A dedication and ribbon cutting ceremony marked the official opening of the Mayor Tom Rowland Interchange.
The interchange on APD 40 is named in honor of the longest serving mayor in Cleveland’s history. Rowland took the oath of office on September 8, 1991.
The Cleveland interchange becomes the entrance to Spring Branch Industrial Park. Development of the industrial park is nearing completion as well. The interchange also opens a large area on Cleveland southern border to commercial development.
In 2014, the Tennessee General Assembly approved naming the interchange for Rowland to honor his service to the city and to the state. The legislation was introduced in the Tennessee Senate by state Senator Mike Bell (R-Riceville). It was introduced in the Tennessee House of Representatives by state Representative Kevin Brooks (R-Cleveland). It drew support from all area state legislators.

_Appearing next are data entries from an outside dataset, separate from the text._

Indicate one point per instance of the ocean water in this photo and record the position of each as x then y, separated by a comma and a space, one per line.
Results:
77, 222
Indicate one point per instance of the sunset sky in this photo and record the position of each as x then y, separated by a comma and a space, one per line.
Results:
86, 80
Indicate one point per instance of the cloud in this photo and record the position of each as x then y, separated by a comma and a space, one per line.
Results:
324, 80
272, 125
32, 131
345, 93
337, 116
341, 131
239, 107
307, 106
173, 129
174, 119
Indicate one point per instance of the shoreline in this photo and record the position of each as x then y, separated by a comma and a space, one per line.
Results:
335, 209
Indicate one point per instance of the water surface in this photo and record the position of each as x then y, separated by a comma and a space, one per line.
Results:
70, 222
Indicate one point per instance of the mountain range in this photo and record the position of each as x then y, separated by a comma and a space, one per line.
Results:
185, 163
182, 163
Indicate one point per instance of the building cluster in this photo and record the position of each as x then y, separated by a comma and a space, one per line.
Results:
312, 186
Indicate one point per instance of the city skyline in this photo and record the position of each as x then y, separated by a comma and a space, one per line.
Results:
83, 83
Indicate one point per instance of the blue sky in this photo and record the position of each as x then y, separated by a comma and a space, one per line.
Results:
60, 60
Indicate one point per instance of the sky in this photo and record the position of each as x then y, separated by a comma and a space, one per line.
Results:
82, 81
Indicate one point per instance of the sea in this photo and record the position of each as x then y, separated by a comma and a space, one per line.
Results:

The bill was signed by Governor Bill Haslam in 2014. Talley Construction Company was awarded the $22.6 million contract in October, 2014.
The Mayor Tom Rowland Interchange is about one mile east of Exit 20 at I-75. The reconfigured interstate interchange was dedicated in late 2015.
Family, friend and community leaders took part in the ceremony held on the interchange bridge above APD 40.
Tennessee Department of Transportation Commissioner John Schroer said the Mayor Tom Rowland Interchange plus the expanded Exit 20 interchange as well as the industrial park is estimated to create 4,000 jobs for the region.
“You have to build it before that will come and that’s how communities grow,” the commissioner told the crowd.
Tennessee 4th District U.S. Representative Scott Desjarlais (R-South Pittsburg) applauded the mayor’s “remarkable tenure of service and we hope there’s a lot more.”
Chuck Fleischmann (R-Chattanooga) 3rd District U.S. Representative told Rowland, “I don’t’ know any mayor in this country who lives his city more than you do.”
State Representative Brooks presented Mayor Rowland with a copy of the Tennessee General Assembly proclamation that lists the many areas of service by the mayor to the city, region and state during the past few decades.
Bradley County Mayor D. Gary Davis recalled the many years it took for the vision of this APD 40 interchange to be realized. He said he is thankful for the many people who have worked toward making this “a great, great day for Bradley County.”
Mayor Rowland likewise thanked the numerous individuals, community organizations and TDOT for making the day possible.
“This is not about me,” the mayor said. “This is about the opportunities we have for jobs. I think the estimate is 4,000 for this entire development. We look forward to great things happening with the industrial and commercial development.”